Both Angel and Marmolejo Gomez face charges in connection with the shooting. The former is accused of tampering with or fabricating physical evidence, while the latter was arrested this month on one count of manslaughter.

Seth Fuller, the attorney representing the teen defendant, referred to the judge’s 12-year sentence as “unnecessarily harsh,” according to the DMN.

“While I certainly understand the reasoning behind it, when I look at the wealth of scientific evidence of even just Texas juvenile incarceration, I do not think it makes society safer, but more dangerous,” Fuller wrote in an email to the Associated Press.

As previously reported by The Dallas Express, the Dallas County Juvenile Detention Center has been under scrutiny since summer after allegations emerged that 11 children had been mistreated amid a larger ongoing investigation into the Texas Juvenile Justice Department.

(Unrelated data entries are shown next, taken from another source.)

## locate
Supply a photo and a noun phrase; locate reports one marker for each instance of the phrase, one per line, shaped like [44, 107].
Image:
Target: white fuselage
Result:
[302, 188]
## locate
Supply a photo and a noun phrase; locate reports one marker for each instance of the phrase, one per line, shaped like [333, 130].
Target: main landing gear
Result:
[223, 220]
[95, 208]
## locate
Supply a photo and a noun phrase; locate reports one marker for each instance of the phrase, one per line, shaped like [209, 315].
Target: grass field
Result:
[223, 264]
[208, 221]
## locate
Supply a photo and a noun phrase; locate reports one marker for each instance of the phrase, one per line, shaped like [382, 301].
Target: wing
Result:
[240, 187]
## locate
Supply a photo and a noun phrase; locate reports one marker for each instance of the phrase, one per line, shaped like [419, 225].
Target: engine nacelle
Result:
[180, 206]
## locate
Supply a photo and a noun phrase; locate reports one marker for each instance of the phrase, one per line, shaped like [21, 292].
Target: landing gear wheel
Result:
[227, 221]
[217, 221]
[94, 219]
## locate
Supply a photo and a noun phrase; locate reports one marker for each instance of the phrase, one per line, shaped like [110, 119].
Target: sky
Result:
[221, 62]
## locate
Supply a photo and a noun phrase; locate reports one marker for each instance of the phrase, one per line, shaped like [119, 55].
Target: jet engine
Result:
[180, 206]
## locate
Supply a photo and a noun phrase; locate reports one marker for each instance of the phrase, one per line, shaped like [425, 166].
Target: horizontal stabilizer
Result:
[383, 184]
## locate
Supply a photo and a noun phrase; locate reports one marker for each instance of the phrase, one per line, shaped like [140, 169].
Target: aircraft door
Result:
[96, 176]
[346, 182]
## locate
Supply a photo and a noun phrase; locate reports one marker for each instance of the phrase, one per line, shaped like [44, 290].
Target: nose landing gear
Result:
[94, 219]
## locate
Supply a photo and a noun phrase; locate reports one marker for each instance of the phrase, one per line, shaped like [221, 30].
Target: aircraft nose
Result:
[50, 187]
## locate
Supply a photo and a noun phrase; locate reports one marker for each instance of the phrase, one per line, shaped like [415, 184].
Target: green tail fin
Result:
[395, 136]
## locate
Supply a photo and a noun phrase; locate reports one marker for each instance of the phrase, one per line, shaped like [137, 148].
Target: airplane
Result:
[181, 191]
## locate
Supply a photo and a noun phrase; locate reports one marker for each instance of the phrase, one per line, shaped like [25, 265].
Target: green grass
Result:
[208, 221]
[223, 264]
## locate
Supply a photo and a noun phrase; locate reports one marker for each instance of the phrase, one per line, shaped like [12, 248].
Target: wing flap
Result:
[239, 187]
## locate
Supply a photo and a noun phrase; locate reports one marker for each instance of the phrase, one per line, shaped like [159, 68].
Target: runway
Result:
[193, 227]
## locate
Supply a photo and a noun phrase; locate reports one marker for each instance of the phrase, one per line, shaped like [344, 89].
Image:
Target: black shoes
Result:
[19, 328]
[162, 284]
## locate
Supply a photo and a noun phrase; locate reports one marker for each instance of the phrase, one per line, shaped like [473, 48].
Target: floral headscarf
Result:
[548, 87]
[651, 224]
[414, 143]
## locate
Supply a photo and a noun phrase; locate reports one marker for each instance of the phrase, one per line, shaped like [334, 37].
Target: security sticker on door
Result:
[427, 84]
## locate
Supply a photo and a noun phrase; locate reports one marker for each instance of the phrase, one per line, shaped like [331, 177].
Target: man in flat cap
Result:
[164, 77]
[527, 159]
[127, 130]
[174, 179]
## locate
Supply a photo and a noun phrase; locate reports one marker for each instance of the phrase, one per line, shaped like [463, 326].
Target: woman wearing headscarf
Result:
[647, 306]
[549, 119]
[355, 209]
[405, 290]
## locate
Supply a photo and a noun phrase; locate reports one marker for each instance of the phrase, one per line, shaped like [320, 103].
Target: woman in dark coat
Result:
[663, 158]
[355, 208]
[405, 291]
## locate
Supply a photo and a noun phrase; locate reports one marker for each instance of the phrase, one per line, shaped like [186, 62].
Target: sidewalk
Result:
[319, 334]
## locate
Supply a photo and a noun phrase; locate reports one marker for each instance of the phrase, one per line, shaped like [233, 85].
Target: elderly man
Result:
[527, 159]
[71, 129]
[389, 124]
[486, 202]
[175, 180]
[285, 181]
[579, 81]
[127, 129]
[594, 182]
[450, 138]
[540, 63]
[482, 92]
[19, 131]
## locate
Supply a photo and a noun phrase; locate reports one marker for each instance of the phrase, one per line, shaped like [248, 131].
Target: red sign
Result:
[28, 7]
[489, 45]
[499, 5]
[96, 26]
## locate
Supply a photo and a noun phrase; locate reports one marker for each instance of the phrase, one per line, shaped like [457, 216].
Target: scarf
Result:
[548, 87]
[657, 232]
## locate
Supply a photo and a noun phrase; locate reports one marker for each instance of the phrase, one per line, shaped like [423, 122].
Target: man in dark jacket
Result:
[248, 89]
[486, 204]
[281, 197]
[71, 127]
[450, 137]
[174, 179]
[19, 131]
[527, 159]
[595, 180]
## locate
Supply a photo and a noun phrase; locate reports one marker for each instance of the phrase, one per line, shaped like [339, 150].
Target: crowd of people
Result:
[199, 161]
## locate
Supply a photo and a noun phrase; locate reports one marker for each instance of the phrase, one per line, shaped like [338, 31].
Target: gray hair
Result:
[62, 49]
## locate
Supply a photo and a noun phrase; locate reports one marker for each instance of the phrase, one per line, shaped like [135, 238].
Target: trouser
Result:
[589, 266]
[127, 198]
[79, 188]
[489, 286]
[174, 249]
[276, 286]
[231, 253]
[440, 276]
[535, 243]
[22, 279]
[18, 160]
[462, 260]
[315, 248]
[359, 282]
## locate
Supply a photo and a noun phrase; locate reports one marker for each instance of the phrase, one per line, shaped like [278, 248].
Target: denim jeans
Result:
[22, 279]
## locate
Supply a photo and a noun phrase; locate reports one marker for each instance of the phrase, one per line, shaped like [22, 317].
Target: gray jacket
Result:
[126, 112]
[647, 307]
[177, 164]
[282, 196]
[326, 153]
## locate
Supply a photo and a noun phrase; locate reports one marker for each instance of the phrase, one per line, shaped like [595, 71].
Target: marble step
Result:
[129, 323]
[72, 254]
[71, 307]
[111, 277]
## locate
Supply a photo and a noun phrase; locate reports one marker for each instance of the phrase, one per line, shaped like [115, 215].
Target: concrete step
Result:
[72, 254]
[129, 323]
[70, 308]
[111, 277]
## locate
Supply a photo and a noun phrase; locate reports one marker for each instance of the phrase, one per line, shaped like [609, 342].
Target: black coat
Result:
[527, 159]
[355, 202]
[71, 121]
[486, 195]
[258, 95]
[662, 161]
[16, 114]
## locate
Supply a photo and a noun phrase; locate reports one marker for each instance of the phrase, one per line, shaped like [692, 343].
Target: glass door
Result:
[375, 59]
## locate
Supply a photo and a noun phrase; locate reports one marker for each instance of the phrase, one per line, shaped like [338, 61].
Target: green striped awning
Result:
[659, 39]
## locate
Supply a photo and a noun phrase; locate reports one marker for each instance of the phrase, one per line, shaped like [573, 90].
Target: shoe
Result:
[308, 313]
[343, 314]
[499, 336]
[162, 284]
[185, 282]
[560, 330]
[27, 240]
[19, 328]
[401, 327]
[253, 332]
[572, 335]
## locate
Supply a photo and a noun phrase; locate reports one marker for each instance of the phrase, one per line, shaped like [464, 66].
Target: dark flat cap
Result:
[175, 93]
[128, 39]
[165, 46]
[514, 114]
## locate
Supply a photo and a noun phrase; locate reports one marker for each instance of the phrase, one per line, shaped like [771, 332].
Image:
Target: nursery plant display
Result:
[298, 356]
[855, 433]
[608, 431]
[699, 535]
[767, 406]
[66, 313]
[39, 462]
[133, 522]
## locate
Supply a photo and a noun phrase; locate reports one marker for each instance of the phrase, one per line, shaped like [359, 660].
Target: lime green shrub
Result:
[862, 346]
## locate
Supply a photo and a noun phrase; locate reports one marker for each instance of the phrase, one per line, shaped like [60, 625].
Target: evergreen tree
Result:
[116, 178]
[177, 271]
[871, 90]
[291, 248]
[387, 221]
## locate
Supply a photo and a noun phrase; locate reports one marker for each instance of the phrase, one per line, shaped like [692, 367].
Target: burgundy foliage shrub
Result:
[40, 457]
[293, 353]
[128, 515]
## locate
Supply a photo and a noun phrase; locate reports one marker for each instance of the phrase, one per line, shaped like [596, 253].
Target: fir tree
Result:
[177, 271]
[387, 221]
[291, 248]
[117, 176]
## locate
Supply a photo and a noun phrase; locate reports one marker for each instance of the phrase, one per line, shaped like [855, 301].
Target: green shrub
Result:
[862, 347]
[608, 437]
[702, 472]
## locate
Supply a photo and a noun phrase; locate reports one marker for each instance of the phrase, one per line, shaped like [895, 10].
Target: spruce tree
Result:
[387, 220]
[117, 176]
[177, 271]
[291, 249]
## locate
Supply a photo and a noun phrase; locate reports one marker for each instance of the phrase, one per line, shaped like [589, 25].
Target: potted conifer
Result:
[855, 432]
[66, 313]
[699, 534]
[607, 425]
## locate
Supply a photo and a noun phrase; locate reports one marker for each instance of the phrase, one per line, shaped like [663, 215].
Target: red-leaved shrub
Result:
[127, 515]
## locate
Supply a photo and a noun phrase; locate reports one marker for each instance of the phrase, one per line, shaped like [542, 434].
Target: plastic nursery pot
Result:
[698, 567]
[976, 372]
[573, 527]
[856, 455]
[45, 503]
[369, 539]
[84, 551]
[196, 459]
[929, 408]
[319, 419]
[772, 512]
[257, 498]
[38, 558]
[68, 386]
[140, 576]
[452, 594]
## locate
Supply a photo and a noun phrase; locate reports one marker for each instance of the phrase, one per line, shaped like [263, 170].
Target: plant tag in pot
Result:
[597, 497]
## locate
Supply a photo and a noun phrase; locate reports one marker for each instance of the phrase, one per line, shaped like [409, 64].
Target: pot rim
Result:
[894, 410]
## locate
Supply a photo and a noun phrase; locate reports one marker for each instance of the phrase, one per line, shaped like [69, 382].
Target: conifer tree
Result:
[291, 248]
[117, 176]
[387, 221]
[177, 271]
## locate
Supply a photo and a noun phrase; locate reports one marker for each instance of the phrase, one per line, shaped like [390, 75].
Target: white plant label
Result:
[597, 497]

A total of 219 murders and non-negligent homicides have been logged in Dallas in 2023 as of November 15, according to data from the City’s crime analytics overview dashboard. This represents a 13.5% increase year-over-year as the Dallas Police Department labors against an officer shortage.

DPD currently runs with fewer than 3,200 officers despite a City analysis previously estimating that a city the size of Dallas needs about 4,000 officers in total to properly maintain public safety.

The strain on DPD resources can be felt most heavily in Downtown Dallas, which sees significantly higher crime rates than Fort Worth’s downtown area. The latter maintains public safety in the city center via a dedicated police unit working in concert with private security guards.